Altogether, there are more than 3,500 TRIO projects serving nearly 900,000 students across the country for just under $2 billion annually.  While outcomes may vary by project, collectively research has shown that TRIO programs have a significant positive impact on college enrollment, retention, and graduation for the students they serve.

As an example: For more than four decades, Northern Essex Community College’s TRIO-funded PACE Program has served around 250 first generation, low-income students a year, providing them with study skills workshops and coaching, essay writing tutorials, internship opportunities, field trips to four-year universities, and access to transfer scholarships.

The results are spectacular: Every year, persistence, academic standing, and graduation rates for PACE students are 20-30 percent higher than the overall student population, all at a cost of just $1,500 or so annually for each student, an amazing return on investment.

Each of the programs the president is aiming to eliminate serves a marginalized, at-risk population of students, such as those with the greatest need for financial assistance, single parents, first generation students, veterans, or students with disabilities; or provides assistance to under-resourced institutions like community colleges or schools that, based on their  enrollment demographics, are designated as minority serving institutions.

An Existential Threat to the Safety Net

Every budget is a reflection of someone’s priorities.  Those priorities can be debated, and reasonable minds may disagree, but whether you support it or not, President Trump’s fiscal year 2026 budget represents the most extreme reductions to America’s social safety net programs proposed by any president in modern history.

It recommends cutting nondefense discretionary funding, mostly resources for education (like the TRIO Program), health, and housing programs that benefit the poor, by $163 billion to the lowest level since recordkeeping began in the 1960s, in order to fund more defense and border security spending, and extend his 2017 tax cuts, which have primarily benefitted corporations, investors, and the wealthiest 1 percent of Americans.

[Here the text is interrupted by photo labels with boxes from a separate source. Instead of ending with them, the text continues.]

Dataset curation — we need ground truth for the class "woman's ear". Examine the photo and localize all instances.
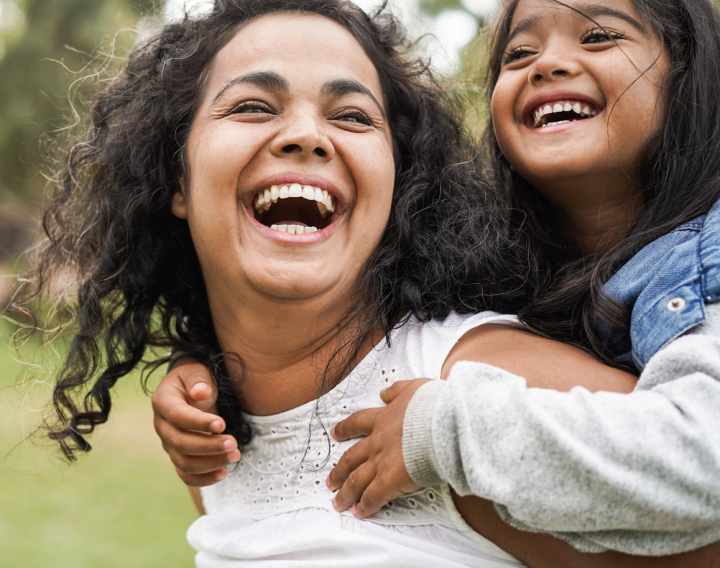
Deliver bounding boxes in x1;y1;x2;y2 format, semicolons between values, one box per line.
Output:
170;178;187;219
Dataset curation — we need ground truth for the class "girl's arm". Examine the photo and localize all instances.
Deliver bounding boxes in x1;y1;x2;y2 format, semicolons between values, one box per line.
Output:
404;304;720;555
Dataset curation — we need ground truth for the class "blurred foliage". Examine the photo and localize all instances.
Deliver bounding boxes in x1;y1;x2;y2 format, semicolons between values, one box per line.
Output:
420;0;465;16
0;0;153;204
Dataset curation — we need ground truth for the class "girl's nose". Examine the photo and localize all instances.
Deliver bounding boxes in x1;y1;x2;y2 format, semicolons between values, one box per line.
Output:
528;45;580;84
271;111;335;159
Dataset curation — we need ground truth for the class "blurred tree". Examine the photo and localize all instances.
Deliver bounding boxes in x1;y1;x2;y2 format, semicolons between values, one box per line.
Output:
0;0;154;203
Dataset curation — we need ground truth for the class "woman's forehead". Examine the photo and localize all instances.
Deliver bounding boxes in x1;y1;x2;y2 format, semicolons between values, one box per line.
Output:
207;13;382;100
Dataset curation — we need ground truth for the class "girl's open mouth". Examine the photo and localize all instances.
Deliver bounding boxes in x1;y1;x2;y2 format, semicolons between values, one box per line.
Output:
530;100;599;128
253;183;336;235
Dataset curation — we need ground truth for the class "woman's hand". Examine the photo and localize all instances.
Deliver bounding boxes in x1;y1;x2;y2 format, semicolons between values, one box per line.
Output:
326;379;431;519
152;357;240;487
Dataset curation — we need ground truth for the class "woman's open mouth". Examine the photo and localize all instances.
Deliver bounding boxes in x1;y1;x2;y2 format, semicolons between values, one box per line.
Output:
531;100;599;128
253;183;336;235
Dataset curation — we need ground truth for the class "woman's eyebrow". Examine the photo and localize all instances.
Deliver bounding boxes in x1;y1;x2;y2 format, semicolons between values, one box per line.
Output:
323;79;386;119
212;71;290;105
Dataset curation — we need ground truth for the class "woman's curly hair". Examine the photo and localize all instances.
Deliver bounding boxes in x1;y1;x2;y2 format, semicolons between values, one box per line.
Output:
15;0;524;459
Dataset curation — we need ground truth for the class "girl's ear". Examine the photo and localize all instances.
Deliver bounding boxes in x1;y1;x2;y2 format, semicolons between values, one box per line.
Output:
170;178;187;219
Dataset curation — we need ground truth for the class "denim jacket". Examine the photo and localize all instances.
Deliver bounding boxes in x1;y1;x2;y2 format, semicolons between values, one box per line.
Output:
605;201;720;370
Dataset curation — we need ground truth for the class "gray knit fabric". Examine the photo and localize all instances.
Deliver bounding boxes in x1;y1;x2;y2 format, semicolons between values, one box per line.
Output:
403;303;720;556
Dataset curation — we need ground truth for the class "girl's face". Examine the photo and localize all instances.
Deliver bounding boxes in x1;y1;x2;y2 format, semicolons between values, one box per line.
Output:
173;14;394;307
492;0;669;202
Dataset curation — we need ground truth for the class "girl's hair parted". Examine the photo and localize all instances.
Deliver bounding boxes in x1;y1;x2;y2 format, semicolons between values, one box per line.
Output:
15;0;526;459
483;0;720;364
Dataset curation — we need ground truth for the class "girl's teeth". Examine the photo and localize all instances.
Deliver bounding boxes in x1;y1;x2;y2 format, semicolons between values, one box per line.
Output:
270;225;317;235
533;101;597;128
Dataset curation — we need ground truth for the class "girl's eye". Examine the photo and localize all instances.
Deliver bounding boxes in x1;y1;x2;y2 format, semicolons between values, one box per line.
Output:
580;28;623;45
503;47;533;65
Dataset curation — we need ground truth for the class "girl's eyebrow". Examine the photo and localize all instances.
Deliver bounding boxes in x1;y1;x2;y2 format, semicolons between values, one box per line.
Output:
506;2;649;43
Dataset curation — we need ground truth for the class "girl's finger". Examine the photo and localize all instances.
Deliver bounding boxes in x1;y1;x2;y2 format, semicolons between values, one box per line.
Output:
330;408;381;442
172;359;216;411
353;476;396;519
152;389;225;434
155;419;237;456
166;448;240;475
325;439;369;490
380;380;412;404
332;464;375;512
177;467;227;487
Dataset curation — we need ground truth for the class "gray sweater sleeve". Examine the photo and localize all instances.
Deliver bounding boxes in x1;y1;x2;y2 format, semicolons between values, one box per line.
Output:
403;302;720;555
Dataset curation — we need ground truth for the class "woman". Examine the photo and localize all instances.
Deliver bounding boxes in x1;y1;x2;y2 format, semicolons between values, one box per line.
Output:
15;0;708;567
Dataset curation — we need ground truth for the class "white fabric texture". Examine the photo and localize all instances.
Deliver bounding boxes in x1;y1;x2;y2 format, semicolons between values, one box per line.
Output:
188;312;522;568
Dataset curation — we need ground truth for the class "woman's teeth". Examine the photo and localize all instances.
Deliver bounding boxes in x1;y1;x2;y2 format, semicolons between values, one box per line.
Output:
254;183;335;216
533;101;597;128
270;225;317;235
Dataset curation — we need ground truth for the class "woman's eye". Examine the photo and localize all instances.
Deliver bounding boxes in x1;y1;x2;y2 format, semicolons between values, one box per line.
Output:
230;102;275;114
581;29;623;45
503;47;533;65
333;112;372;126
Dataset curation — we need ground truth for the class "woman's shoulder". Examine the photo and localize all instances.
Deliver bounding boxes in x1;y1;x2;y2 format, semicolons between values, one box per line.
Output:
378;311;522;380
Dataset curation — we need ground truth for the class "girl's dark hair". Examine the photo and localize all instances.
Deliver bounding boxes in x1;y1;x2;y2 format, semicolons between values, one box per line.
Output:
483;0;720;364
16;0;524;459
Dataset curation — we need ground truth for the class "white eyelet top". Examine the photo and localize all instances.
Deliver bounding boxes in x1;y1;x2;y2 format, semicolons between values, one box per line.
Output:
188;312;523;568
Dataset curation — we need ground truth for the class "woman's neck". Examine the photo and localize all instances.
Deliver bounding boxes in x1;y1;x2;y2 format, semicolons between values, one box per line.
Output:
205;294;372;415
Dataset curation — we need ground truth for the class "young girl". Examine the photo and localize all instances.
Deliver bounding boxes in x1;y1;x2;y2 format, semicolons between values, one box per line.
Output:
156;0;720;555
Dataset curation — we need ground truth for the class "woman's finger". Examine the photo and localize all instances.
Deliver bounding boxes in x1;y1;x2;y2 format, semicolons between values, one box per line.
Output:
332;463;375;512
155;418;237;456
330;408;382;442
325;440;368;490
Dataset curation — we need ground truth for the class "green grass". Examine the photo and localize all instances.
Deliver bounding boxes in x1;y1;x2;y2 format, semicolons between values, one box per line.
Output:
0;325;197;568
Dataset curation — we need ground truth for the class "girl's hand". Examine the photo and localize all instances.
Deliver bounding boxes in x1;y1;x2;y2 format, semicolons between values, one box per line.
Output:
152;357;240;487
326;379;431;519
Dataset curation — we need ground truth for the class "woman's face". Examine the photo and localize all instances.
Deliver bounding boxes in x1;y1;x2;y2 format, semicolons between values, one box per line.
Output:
492;0;669;204
172;14;395;302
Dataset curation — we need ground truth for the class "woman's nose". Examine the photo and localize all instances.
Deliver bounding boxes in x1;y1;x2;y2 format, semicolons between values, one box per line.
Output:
272;115;335;159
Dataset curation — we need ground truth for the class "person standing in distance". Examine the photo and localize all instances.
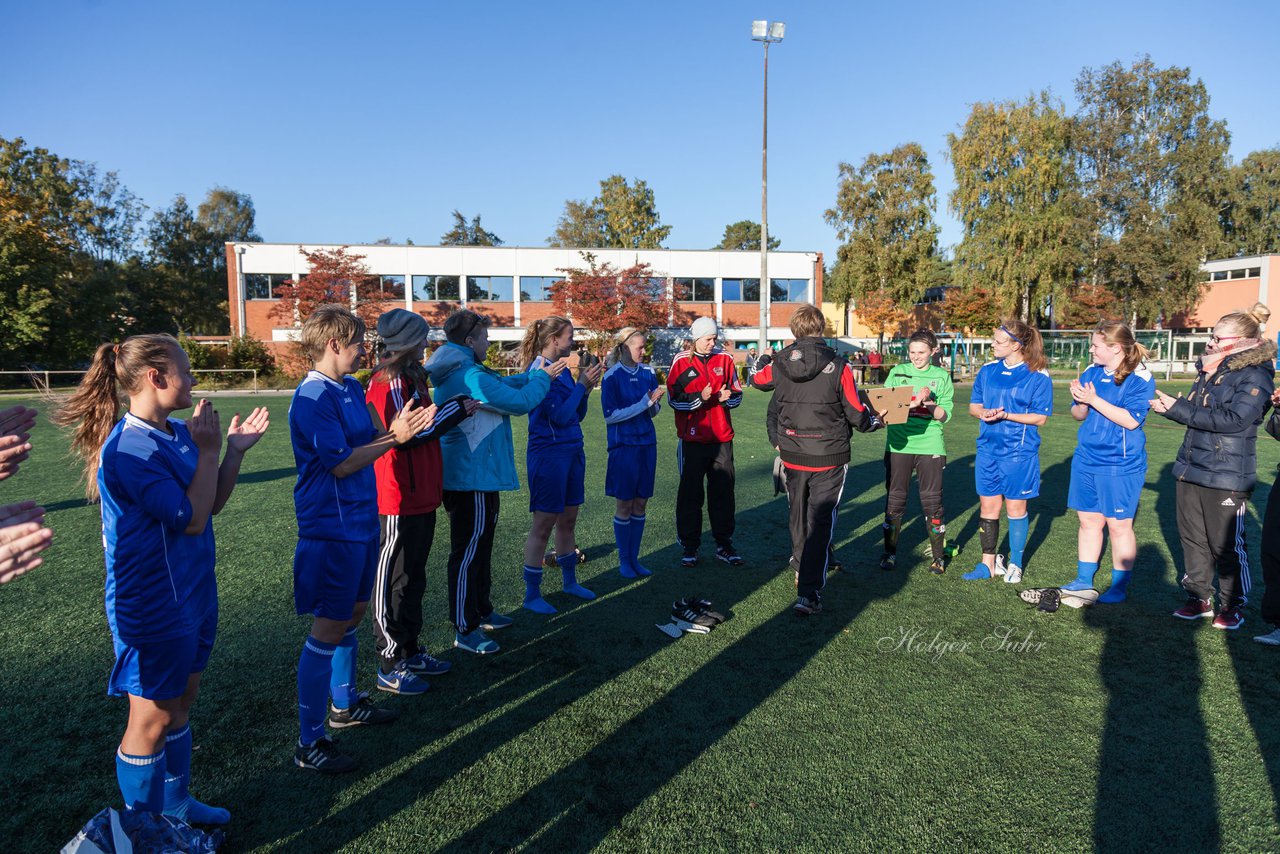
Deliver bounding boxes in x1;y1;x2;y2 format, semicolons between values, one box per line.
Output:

While the president insists he is putting “America first” and delivering national economic prosperity with his “Big, Beautiful Bill,” the budget working its way through Congress, if adopted, would inflict enormous damage on disadvantaged populations nationwide.

When it comes to community colleges, it’s doing anything but putting America – and Americans — first. These cuts will pull the rug out from under working-class Americans who are trying hard to better their lives and that of their family — and whose efforts will boost America’s economy and global competitiveness in the process.

It is a vision, and a budget, we must vigorously oppose.

Lane Glenn is president of Northern Essex Community College. He is a member of the board of MassINC, the nonprofit civic organization that is the publisher of CommonWealth Beacon.